Ik was twee keer in Litouwen. Beide keren voor
een volksmuziekfestival. Eind mei was er “Skamba, Skamba Kankliai”, waar klanken uit de Baltische staten hoogtij
vierden. Ik ging per auto en verdeelde route in drie stukken: de eerste dag tot
over de Poolse grens, de tweede dag door Polen en de derde dag tot Vilnius. De
tweede dag zou me heugen, ik eindigde in een hotel in de buurt van Suwalki, van
slapen kwam weinig omdat er ’s avonds en een groot deel van de nacht in het
hotel een lawaaïg feestje werd gevierd. De volgende ochtend ontdekte ik dat mijn
auto uitgebreid als pispaal was gebruikt. Na
enig aandringen werd een mannetje met een emmer met water naar buiten gestuurd
om de auto “schoon” te maken. Ik nam me meteen voor op zoek te gaan naar een
alternatief voor de terugreis, dat
vond ik: ik kon met een schip onder Kazakhstaanse vlag in anderhalve dag van
Klaipéda naar Kiel. Natuurlijk heb ik dat gedaan.

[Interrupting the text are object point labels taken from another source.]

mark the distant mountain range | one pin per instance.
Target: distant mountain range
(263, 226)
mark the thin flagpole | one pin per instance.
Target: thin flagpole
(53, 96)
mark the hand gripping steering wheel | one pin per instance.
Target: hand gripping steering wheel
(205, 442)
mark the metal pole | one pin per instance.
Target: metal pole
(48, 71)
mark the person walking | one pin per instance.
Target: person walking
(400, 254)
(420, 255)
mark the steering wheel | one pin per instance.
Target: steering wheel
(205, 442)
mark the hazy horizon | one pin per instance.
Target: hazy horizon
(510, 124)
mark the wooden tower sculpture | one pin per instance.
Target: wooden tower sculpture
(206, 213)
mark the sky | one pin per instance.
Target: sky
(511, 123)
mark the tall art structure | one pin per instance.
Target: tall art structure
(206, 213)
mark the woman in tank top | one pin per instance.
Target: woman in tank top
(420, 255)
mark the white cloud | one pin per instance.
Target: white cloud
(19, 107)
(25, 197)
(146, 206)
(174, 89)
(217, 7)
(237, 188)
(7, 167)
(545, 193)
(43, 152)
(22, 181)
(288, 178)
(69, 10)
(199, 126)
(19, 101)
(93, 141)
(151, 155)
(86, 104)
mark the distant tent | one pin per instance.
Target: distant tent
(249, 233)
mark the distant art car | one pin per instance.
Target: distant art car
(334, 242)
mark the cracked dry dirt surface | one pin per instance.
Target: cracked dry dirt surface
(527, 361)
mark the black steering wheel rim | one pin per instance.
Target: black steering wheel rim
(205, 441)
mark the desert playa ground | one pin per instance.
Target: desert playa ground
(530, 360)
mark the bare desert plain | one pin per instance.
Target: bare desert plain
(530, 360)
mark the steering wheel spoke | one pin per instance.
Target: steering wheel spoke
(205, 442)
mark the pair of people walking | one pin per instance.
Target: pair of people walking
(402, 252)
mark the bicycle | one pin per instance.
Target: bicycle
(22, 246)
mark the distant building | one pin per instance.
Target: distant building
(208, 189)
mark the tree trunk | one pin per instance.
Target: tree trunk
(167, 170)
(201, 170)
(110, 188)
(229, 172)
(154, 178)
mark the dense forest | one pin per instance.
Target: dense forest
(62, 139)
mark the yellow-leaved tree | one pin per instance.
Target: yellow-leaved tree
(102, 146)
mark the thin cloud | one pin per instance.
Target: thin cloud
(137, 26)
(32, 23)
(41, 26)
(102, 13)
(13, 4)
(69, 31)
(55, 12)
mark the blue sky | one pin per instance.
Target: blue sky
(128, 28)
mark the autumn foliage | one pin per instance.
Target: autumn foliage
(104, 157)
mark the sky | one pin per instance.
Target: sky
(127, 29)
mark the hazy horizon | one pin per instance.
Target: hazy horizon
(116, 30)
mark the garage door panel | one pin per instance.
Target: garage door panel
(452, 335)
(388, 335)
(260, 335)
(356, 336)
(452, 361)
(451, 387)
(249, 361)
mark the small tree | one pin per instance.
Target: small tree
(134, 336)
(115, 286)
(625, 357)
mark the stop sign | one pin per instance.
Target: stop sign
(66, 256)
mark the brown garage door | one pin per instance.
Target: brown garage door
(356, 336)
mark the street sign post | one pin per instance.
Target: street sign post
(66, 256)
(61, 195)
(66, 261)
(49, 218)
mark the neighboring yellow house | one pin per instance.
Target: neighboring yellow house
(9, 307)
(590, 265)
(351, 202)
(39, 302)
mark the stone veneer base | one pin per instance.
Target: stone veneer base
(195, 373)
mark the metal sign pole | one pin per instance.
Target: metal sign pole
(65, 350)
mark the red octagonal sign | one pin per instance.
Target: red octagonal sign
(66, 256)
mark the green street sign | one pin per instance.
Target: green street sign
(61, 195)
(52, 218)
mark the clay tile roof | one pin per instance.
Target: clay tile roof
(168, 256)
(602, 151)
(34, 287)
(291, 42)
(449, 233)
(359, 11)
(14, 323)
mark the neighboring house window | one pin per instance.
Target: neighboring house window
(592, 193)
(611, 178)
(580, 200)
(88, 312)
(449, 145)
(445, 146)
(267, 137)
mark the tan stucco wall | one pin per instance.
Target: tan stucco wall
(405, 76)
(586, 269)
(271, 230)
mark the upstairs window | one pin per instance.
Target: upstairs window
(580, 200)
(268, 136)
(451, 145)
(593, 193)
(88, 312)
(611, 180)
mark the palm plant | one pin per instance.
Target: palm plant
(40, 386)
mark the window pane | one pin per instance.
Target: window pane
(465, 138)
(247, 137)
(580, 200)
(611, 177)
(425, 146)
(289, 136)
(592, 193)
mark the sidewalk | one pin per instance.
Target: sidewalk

Voor het tweede festival vloog ik met de
Litouwse luchtvaartmaatschappij LAL in een machine, die ook voor heel andere
doeleinden kon worden gebruikt – de wc kon van een geschutskoepel worden
voorzien – naar Vilnius. De muziek op het festival was destijds authentiek,
gister op zoek op YouTube bleek
daar weinig van over, veel is nu overgoten met een Duits sausje, van het
soort pseudofolklore waarop de Duitse televisie ons op zondagmorgen regelmatig vergast.
Een en ander zal in Litouwen te maken hebben met het vermaken van de Duitse toerist, wiens
overgrootouders ooit in Memel e.o. woonden. (de foto's zijn gemaakt op het tweede festival)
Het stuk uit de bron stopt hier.